On numerous occasions, scrape flutter idlers that appeared to be rotating properly have been found to be slipping.  Any slippage whatsoever will completely inhibit the transfer of vibrational energy from the tape into the mass of the idler, rendering the idler ineffective.  The next case history illustrates that placement isn't the only possible culprit.

Case 3.  Scenario - A Studer transport yields adequate low-frequency flutter readings, but excessive scrape readings.  The scrape flutter idler is observed to be turning, but stalling the idler with the tip of a screwdriver yields virtually no change in reading.
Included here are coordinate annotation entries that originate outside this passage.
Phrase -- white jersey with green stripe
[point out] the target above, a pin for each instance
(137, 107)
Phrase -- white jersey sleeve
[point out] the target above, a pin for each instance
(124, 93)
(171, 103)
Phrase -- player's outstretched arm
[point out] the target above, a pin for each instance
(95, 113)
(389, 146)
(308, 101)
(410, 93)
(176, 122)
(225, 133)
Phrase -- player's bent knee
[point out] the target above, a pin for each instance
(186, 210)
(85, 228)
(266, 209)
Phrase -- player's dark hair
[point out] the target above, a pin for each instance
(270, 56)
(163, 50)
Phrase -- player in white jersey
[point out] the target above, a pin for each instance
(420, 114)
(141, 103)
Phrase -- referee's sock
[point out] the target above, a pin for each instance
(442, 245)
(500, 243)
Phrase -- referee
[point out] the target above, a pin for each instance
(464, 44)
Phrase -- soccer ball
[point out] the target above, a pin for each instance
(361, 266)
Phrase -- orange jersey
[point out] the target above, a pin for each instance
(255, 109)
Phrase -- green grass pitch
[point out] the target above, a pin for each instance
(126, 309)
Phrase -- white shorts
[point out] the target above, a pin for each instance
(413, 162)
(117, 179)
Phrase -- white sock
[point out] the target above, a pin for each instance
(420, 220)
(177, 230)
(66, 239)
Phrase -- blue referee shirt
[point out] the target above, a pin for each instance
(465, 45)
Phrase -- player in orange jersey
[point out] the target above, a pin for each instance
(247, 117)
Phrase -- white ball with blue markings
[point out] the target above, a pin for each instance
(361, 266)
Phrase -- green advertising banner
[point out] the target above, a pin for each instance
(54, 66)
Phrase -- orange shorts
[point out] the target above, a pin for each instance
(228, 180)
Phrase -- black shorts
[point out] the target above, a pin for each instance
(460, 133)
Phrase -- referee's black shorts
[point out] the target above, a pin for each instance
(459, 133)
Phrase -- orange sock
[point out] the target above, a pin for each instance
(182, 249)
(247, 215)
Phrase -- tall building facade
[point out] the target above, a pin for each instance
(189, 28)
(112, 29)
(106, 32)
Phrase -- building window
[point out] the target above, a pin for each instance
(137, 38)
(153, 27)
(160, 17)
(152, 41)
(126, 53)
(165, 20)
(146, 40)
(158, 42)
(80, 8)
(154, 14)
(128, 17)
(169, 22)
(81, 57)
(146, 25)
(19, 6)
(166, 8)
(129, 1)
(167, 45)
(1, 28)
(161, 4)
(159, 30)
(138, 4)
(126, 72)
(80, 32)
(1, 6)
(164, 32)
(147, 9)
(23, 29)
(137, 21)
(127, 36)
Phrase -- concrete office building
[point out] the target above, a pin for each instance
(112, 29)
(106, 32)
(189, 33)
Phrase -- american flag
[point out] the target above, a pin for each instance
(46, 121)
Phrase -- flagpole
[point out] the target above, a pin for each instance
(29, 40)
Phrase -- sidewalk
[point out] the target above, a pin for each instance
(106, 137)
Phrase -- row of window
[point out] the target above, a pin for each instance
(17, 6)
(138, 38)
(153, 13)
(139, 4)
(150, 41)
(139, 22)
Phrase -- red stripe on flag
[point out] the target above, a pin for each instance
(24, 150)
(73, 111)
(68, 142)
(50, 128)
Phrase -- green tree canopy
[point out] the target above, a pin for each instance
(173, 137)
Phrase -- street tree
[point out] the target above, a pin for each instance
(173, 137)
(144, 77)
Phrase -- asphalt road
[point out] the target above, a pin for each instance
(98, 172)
When the idler was removed and cleaned, a deposit of grease pencil wax was discovered in the bearing.  The extra bearing friction created by the wax caused slippage between the tape and idler surface.

Although the manufacturers of magnetic tape maintain an amazingly high quality standard, all manufacturers make some bad tape.  When this inferior product reaches the customer, the cost to the customer can be very high.  A typical example follows.
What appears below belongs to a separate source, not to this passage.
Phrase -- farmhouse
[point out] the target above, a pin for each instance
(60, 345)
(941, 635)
Case 4.  Scenario - At the beginning of a multitrack recording session the first playbacks yield an unacceptably noisy signal.  An hour of studio and musician time is lost while various mikes and console modules are changed and the recorder re-aligned.  Finally, when a new roll of tape is tried, the problem disappears.

A post mortem of the bad reel of tape gave interesting results.  Using the AM test capability of the Altair meter, a good roll of tape yielded an AM reading of .55%.  The bad roll of tape, on the other hand, produced and AM level of 1.5% - nearly 3 times or 10 dB higher.  The meter readings from the bad tape were very unstable, with frequent peaks that drove the meter off scale.  When the demodulated signal was routed to the monitor speakers, the AM noise sounded much like popcorn popping.
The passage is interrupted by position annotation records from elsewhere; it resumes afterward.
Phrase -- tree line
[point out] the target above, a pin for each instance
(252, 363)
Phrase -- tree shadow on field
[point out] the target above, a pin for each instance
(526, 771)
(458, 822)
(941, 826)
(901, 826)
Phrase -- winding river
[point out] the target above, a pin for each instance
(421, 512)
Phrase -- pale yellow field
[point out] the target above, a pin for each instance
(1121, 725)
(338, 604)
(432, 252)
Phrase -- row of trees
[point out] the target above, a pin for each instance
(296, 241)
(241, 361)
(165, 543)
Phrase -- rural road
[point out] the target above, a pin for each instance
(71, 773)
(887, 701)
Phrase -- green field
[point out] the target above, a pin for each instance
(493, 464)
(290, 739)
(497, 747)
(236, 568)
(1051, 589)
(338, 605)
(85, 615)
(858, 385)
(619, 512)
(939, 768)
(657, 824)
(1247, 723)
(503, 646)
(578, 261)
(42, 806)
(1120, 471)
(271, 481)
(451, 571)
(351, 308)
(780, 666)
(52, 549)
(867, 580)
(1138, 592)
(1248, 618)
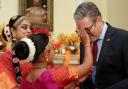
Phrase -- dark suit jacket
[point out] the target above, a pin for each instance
(112, 65)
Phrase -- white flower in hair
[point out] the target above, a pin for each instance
(7, 33)
(32, 49)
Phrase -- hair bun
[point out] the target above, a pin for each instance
(21, 50)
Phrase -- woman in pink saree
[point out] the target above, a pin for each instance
(38, 49)
(11, 69)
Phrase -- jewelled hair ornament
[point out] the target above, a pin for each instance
(32, 49)
(6, 33)
(16, 20)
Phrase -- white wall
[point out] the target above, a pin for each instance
(8, 9)
(118, 13)
(113, 11)
(63, 16)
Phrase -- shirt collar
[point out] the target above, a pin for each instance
(103, 31)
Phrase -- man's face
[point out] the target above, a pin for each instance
(90, 27)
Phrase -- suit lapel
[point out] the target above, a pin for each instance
(106, 45)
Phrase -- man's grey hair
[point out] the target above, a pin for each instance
(87, 9)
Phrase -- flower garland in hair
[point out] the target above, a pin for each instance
(32, 49)
(7, 33)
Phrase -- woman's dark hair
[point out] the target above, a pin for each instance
(16, 20)
(13, 23)
(40, 41)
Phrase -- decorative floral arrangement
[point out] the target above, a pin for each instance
(67, 39)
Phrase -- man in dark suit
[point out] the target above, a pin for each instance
(111, 67)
These noise bursts were being created by small imperfections in the uniformity of the magnetic coating.  Possible sources are inadequate mixing of the oxide prior to coating, dirt or other contaminants within the mix, or coating and processing problems that contaminate the surface of the tape.

The standardized test method for testing and specifying modulation noise performance requires that a known amount of DC current be injected into the record head during testing.  The user, on the other hand, has tape machines that are designed not to pass any DC due to amplifier voltage offsets that might produce AM tape noise!  The audio industry would be better served by an AM test method that could be conveniently used in the field on common equipment.

The test method used by the Altair meter provides the same type of information as the DC tests, but uses a high frequency audio signal to excite and test the tape particles.  A very useful result is that the same signal on the tape can be used to test flutter, AM and dropouts, speed and high frequency record equalization.  This one signal, placed at the head of the reel with the level set and low frequency tones, can serve as a 'rosetta stone' for later reference.

A quick check of the AM and flutter content during the normal alignment and 'toning' sequence provides confidence that the transport is performing properly and that at least the tested area of the tape is within acceptable AM limits.  Although this spot check at the beginning of the reel is by no means completely comprehensive, it will uncover most reels that suffer from bad processing.

P.S.  For you digital recorder owners who are snickering to yourselves that you are so clever to avoid all of these problems by investing in digital machines, think again!  Although the digital playback electronics contain a digital timebase corrector to minimize the effects of flutter, the digital tape transport still suffers from all of the above shortcomings.  In fact, the problems may be even worse due to the short wavelengths and narrow tracks required for high density digital data.  When the flutter on the digital machine exceeds the correction range of either the data detector or the timebase corrector, the result will not be easily recognized flutter, but rather data errors which may well drive the recorder into hysteria.  How do you test the transport for flutter due to worn parts?  One way is to use an analog cue track on the digital deck to test just the transport.  This technique has been applied to several digital recorders, including the ubiquitous ADAT.